Гулль, в чем был, вышел из дому. За последнее время его ни на минуту не оставлял страх. Нельзя сказать, чтобы он усилился в это мгновение, Гулль даже казался себе спокойным и безучастным. Он долго месил ногами дюны и где-то наудачу спустился по рифам на пляж. Он очутился в незнакомой ему бухточке. На песке лежала лодка, а рядом на камнях растянулись мальчуганы из ближайшего поселка и шарили в водорослях. Гулль наблюдал. Как вдруг он услышал позади голоса и тогда понял, что мальчуганы не имеют никакого отношения к лодке, в ней приплыли двое одетых по-городскому молодых людей, прогуливающихся по берегу. Гулль с ними заговорил, и некоторое время они беседовали о том о сем. Выяснилось, что молодые люди состоят в комиссии, прибывшей в Роак, чтобы внести некоторые усовершенствования в работу маяка. Они катались на лодке для собственного удовольствия, а теперь собираются на остров Маргариты, чтобы еще сегодня сесть на пароход, который зайдет за ними в Роак. Гулль попросил их подвезти его. Втроем стащили они лодку с пляжа и взялись за весла. На остров поспели в самое время. Пароход принял на борт пять-шесть пассажиров, в том числе и Гулля. Гулль на время забыл о своем страхе, но сейчас, на пароходе, страх к нему вернулся. Среди всех этих людей — рабочих, скупщиков, рыбаков — немало, конечно, таких, кто знает его в лицо. Он, не оглядываясь, пересек палубу — никто его не окликнул — и тут же на трапе наткнулся на человека в желтой полотняной блузе, который, увидев его, отпрянул. Гулль прошел мимо и спустился в каюту. Здесь сидели несколько женщин, нагруженных сумками, должно быть, из Санкт-Барбары. Гулль сел лицом к стене. Зря он спустился вниз. Если тот парень в желтой блузе пожалует сюда, все пути отрезаны. Он закрыл лицо руками. Как знать, а вдруг все же удастся проскочить. В душе его затеплилась слабая надежда, что следующий месяц он встретит на других берегах. Возможно, впереди тяжелая работа и свирепый зной. Но море — оно рядом и гостеприимно ждет, оно отвезет его куда ни пожелай; и каждый день будет дарить ему все новых товарищей, и еду, и питье, и кого-нибудь для любви.

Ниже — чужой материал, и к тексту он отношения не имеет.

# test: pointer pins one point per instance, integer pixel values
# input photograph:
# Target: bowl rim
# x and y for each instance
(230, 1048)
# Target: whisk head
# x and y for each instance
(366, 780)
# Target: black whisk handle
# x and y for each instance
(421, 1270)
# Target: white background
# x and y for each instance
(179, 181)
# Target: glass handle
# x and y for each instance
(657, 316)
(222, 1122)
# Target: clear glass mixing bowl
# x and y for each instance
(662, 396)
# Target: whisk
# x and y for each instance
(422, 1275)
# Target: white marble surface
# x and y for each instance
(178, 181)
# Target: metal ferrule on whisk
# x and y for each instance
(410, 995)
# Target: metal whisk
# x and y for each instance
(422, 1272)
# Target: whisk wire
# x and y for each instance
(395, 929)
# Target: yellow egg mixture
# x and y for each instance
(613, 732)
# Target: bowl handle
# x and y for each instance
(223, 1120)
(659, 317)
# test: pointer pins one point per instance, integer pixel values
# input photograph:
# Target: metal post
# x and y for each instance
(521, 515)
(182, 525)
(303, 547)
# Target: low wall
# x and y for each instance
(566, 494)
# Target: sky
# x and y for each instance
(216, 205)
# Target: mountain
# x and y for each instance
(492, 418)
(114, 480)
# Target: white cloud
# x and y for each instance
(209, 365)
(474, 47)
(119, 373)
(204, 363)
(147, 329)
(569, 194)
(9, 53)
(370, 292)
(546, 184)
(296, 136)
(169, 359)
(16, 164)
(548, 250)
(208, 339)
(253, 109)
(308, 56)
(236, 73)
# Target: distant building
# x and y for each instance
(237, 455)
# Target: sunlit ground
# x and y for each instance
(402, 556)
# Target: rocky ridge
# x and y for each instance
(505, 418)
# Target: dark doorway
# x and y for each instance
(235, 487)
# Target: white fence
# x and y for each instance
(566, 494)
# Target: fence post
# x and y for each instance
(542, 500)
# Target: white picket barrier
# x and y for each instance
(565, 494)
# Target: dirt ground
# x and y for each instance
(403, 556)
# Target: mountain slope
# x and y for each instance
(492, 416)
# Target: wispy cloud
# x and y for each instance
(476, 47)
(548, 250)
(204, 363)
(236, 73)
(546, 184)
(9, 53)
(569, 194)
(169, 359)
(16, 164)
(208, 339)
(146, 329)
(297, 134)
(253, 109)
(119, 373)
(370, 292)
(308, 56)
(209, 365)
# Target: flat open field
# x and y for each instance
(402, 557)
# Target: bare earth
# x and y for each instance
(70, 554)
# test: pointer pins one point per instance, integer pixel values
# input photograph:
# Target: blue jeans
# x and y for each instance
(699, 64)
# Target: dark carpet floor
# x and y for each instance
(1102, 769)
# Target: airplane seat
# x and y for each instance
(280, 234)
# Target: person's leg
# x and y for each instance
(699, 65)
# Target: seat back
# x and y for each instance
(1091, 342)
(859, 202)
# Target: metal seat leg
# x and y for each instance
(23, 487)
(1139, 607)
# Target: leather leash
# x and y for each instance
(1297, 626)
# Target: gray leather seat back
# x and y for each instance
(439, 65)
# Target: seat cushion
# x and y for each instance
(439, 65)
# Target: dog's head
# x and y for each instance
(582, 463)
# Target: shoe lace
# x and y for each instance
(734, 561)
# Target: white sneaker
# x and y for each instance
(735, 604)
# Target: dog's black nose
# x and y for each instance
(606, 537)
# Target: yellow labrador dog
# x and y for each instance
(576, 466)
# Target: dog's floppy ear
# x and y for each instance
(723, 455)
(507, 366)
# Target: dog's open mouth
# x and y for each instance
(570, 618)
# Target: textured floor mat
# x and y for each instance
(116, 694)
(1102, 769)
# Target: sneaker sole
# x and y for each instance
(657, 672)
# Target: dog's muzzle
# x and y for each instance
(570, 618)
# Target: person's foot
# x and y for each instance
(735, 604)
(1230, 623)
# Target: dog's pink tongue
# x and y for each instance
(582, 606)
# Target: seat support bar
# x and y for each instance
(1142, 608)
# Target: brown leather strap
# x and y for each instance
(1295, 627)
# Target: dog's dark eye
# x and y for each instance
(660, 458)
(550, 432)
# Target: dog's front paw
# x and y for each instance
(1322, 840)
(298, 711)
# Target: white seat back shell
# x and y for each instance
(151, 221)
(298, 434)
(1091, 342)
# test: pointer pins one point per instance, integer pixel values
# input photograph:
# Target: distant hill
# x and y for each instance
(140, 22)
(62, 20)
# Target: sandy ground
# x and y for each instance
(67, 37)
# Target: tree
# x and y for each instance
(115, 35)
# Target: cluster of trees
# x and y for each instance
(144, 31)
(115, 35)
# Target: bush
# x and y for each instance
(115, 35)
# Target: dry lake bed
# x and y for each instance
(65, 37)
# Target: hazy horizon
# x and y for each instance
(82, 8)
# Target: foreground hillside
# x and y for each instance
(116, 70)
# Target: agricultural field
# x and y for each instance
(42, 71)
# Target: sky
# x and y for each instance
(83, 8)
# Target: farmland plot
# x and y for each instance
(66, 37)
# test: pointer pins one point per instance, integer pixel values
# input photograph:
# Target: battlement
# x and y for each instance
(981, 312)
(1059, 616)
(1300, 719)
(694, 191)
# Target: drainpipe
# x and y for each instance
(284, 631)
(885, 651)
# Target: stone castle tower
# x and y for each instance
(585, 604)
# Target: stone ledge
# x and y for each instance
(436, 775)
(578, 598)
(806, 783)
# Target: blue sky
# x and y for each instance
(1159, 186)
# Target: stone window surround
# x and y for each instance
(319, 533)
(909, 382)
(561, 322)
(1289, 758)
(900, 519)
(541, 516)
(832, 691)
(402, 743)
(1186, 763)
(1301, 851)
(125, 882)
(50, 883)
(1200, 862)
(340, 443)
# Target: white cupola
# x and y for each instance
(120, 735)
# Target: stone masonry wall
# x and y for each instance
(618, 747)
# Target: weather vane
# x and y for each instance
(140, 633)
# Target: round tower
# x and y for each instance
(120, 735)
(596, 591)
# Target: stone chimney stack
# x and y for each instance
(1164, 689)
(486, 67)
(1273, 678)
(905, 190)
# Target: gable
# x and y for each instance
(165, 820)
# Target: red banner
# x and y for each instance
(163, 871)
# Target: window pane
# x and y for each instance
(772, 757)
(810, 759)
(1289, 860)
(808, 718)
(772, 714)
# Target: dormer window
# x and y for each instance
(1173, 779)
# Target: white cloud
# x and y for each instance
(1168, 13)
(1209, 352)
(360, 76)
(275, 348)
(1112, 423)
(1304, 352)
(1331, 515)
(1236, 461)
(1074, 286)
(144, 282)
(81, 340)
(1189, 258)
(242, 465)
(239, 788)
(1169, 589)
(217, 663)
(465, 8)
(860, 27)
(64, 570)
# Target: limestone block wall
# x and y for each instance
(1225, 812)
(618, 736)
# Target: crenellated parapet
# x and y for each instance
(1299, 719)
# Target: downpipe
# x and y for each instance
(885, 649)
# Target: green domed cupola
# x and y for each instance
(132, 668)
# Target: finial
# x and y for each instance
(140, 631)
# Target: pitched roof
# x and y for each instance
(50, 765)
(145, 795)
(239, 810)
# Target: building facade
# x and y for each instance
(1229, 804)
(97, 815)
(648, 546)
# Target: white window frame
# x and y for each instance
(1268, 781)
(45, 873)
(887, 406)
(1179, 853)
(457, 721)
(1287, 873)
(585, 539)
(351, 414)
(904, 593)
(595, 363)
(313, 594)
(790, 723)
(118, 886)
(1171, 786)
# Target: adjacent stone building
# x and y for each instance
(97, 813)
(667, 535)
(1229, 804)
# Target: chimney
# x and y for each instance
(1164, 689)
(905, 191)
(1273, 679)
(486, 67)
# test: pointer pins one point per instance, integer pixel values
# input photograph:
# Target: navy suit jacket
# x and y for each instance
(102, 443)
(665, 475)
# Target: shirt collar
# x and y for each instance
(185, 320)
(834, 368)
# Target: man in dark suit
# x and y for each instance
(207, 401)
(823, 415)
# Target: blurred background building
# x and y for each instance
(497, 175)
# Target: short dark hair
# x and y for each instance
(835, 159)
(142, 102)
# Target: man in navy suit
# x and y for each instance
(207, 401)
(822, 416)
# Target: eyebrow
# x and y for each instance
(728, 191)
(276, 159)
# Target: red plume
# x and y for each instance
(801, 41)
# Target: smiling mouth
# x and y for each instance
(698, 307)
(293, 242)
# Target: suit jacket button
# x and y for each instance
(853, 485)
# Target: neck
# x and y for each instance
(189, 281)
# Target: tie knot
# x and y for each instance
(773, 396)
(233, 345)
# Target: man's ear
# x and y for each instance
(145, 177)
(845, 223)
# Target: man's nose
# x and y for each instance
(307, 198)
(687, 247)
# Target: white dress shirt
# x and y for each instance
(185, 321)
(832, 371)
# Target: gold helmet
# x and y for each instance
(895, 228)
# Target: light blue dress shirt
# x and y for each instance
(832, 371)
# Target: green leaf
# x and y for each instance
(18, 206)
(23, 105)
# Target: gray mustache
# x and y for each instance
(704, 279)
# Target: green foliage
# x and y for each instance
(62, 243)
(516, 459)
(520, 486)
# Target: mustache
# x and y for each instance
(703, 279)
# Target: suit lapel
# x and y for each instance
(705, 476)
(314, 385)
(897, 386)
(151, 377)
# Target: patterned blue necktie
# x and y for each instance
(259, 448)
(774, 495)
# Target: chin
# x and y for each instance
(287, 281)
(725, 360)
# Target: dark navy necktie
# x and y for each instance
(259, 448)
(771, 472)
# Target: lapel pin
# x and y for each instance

Кто-то похлопал его по плечу — тот самый человечек в блузе. Он заговорил первым. Гулль испугался и весь съежился. Но тот уже сообразил, что с кем-то его спутал. Да и Гулль разобрался, что малыш этот вовсе ему не знаком. Они обменялись несколькими словами, и Гулль поднялся наверх. Он свесился через поручни, остров был уже в виду, а также островерхая, как сахарная голова, башня на молу. Внезапная радость охватила Гулля. Это была та радость, что с первой же вспышки заливает тебя жаром до кончиков пальцев. Он обернулся. Санкт-Барбара была всего лишь коричневой полоской на горизонте. Он как-то даже не заметил и только сейчас спохватился, что летний этот полдень чистейшей синевы, что солнце пахнет морем, а море солнцем — Санкт-Барбара была всего лишь коричневой полоской, как и все берега, какие он когда-либо покидал. А затем воздух сомкнулся, полоска стала черточкой, а там и вовсе исчезла из виду. Зато рукой подать была башня на берегу, и наступил момент, когда все начало быстро придвигаться, когда земля стала притягивать пароход. Они вошли в гавань и поодиночке спустились по трапу вниз. Внезапно радость ушла из сердца Гулля, оставив в нем одно разочарование.

Он двинулся по мостовой, углубляясь в город. Только к вечеру нашел он пристанище у трактирщика, приютившего его прошлым летом.


Не успела Мари подойти к двери, как перед ней выросли двое Кеделевых солдат.

— Где Гулль?

— Откуда мне знать? Как видишь, под юбкой у меня мало места.

Солдаты принялись искать. Мари прислонилась к шкафу и давай накручивать бахрому от платка на большой палец. Солдаты заглядывали в каждый угол. Мари не двигалась с места и все накручивала да накручивала бахрому. Они протопали по лестнице наверх и там долго рылись и копались, ругаясь на чем свет стоит. Мари знай вертит вокруг пальца бахрому и прислушивается; порой наверху на секунду затихали, и тогда Мари вскидывала брови и останавливалась, а когда все начиналось снова, продолжала вертеть бахрому. Солдаты спустились вниз и принялись искать в шкафах и рыться на полках и в лавке. Мари не шевелилась; и только когда разлетелась крышка от сундука и зазвенела бутылка, кропя пятнами белые стены, Мари ощерила свои белоснежные зубы.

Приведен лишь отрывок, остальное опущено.